"Oh, but they had a scrap!" the other said.
"What do you mean? Was there a fight! — a fight with Heyst?" asked Davidson, much perturbed, if somewhat incredulous.
"Heyst? No, these two — the bandmaster, the fellow who's taking these women about and our Schomberg. Signor Zangiacomo ran amuck in the morning, and went for our worthy friend. I tell you, they were rolling on the floor together on this very veranda, after chasing each other all over the house, doors slamming, women screaming, seventeen of them, in the dining-room; Chinamen up the trees. Hey, John? You climb tree to see the fight, eh?"
The boy, almond-eyed and impassive, emitted a scornful grunt, finished wiping the table, and withdrew.
"That's what it was — a real, go-as-you-please scrap. And Zangiacomo began it. Oh, here's Schomberg. Say, Schomberg, didn't he fly at you, when the girl was missed, because it was you who insisted that the artists should go about the audience during the interval?"
Schomberg had reappeared in the doorway. He advanced. His bearing was stately, but his nostrils were extraordinarily expanded, and he controlled his voice with apparent effort.
"Certainly. That was only business. I quoted him special terms and all for your sake, gentlemen. I was thinking of my regular customers. There's nothing to do in the evenings in this town. I think, gentlemen, you were all pleased at the opportunity of hearing a little good music; and where's the harm of offering a grenadine, or what not, to a lady artist? But that fellow — that Swede — he got round the girl. He got round all the people out here. I've been watching him for years. You remember how he got round Morrison."
He changed front abruptly, as if on parade, and marched off. The customers at the table exchanged glances silently. Davidson's attitude was that of a spectator. Schomberg's moody pacing of the billiard-room could be heard on the veranda.
"And the funniest part is," resumed the man who had been speaking before — an English clerk in a Dutch house — "the funniest part is that before nine o'clock that same morning those two were driving together in a gharry down to the port, to look for Heyst and the girl. I saw them rushing around making inquiries. I don't know what they would have done to the girl, but they seemed quite ready to fall upon your Heyst, Davidson, and kill him on the quay."
He had never, he said, seen anything so queer. Those two investigators working feverishly to the same end were glaring at each other with surprising ferocity. In hatred and mistrust they entered a steam-launch, and went flying from ship to ship all over the harbour, causing no end of sensation. The captains of vessels, coming on shore later in the day, brought tales of a strange invasion, and wanted to know who were the two offensive lunatics in a steam-launch, apparently after a man and a girl, and telling a story of which one could make neither head nor tail. Their reception by the roadstead was generally unsympathetic, even to the point of the mate of an American ship bundling them out over the rail with unseemly precipitation.

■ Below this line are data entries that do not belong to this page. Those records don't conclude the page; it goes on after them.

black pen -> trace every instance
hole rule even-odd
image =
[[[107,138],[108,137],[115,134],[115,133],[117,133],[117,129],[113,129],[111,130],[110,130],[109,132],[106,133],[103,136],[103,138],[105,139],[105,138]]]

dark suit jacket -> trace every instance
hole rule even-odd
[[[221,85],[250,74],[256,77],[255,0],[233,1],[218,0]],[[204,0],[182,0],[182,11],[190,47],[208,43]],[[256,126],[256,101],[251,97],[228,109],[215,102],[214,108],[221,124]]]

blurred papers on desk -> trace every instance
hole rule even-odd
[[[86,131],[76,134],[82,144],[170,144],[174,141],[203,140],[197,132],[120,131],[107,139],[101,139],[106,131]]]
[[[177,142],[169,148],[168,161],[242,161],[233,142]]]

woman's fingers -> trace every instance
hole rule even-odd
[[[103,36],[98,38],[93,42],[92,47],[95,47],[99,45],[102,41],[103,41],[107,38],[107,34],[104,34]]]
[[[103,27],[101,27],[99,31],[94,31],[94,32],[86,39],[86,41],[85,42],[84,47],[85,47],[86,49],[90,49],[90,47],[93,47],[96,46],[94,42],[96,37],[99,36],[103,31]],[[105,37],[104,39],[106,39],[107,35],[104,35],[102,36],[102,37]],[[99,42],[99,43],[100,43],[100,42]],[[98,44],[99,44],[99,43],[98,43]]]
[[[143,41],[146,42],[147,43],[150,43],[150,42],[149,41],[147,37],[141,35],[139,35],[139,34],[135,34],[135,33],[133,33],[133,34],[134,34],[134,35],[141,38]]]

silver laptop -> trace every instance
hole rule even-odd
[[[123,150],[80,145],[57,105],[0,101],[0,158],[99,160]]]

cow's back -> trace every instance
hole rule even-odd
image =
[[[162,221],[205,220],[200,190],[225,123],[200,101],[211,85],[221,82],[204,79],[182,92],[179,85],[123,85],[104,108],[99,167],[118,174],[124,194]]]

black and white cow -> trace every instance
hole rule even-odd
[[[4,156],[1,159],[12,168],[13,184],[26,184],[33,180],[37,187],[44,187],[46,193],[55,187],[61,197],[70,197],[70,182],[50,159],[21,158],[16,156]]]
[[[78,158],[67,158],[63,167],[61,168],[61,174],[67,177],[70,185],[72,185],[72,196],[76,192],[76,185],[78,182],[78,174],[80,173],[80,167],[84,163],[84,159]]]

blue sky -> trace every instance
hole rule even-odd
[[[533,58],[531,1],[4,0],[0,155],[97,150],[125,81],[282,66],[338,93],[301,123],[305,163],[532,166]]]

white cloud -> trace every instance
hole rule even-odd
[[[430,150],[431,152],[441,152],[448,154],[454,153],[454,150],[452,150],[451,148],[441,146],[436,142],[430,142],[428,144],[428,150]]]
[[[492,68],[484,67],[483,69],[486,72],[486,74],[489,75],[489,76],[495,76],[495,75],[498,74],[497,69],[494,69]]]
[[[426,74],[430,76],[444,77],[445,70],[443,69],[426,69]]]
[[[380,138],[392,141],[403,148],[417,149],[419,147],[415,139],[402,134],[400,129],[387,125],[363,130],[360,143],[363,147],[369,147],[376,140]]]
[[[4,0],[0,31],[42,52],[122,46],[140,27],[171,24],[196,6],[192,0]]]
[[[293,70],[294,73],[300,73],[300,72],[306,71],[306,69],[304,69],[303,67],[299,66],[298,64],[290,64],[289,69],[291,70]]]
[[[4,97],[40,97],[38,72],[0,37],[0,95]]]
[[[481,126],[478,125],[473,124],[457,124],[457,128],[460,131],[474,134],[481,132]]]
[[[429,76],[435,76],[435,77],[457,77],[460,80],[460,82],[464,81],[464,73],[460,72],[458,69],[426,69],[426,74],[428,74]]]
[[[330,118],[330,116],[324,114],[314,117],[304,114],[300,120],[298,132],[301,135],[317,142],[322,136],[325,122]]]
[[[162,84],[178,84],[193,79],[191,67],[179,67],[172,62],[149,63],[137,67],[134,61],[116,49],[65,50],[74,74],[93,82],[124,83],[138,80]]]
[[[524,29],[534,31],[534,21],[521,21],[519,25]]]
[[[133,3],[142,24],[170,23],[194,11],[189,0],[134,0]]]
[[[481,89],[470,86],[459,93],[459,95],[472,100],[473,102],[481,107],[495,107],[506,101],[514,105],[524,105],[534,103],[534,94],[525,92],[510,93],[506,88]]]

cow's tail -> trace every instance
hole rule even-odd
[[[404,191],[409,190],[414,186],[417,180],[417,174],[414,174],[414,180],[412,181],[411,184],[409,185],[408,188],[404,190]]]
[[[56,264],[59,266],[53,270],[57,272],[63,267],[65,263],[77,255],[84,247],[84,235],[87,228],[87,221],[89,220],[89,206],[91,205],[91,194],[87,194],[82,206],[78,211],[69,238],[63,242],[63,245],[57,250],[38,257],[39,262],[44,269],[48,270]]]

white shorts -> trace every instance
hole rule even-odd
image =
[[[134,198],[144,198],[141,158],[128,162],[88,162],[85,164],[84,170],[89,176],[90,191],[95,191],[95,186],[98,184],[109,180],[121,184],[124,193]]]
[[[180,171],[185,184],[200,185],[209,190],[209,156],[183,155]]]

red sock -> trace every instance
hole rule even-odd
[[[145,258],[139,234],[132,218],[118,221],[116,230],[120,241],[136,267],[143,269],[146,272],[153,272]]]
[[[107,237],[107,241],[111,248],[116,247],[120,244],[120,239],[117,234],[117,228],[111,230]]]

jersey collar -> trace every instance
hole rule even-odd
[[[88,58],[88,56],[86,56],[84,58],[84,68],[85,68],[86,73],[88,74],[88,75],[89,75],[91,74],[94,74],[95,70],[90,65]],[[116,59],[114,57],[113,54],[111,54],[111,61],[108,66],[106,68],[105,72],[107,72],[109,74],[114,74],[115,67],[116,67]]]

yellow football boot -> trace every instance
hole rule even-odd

Meantime Heyst and the girl were a good few miles away, having gone in the night on board one of the Tesman schooners bound to the eastward. This was known afterwards from the Javanese boatmen whom Heyst hired for the purpose at three o'clock in the morning. The Tesman schooner had sailed at daylight with the usual land breeze, and was probably still in sight in the offing at the time. However, the two pursuers after their experience with the American mate, made for the shore. On landing, they had another violent row in the German language. But there was no second fight; and finally, with looks of fierce animosity, they got together into a gharry — obviously with the frugal view of sharing expenses — and drove away, leaving an astonished little crowd of Europeans and natives on the quay.
After hearing this wondrous tale, Davidson went away from the hotel veranda, which was filling with Schomberg's regular customers. Heyst's escapade was the general topic of conversation. Never before had that unaccountable individual been the cause of so much gossip, he judged. No! Not even in the beginnings of the Tropical Belt Coal Company when becoming for a moment a public character was he the object of a silly criticism and unintelligent envy for every vagabond and adventurer in the islands. Davidson concluded that people liked to discuss that sort of scandal better than any other.
I asked him if he believed that this was such a great scandal after all.
"Heavens, no!" said that excellent man who, himself, was incapable of any impropriety of conduct. "But it isn't a thing I would have done myself; I mean even if I had not been married."
There was no implied condemnation in the statement; rather something like regret. Davidson shared my suspicion that this was in its essence the rescue of a distressed human being. Not that we were two romantics, tingeing the world to the hue of our temperament, but that both of us had been acute enough to discover a long time ago that Heyst was.
"I shouldn't have had the pluck," he continued. "I see a thing all round, as it were; but Heyst doesn't, or else he would have been scared. You don't take a woman into a desert jungle without being made sorry for it sooner or later, in one way or another; and Heyst being a gentleman only makes it worse."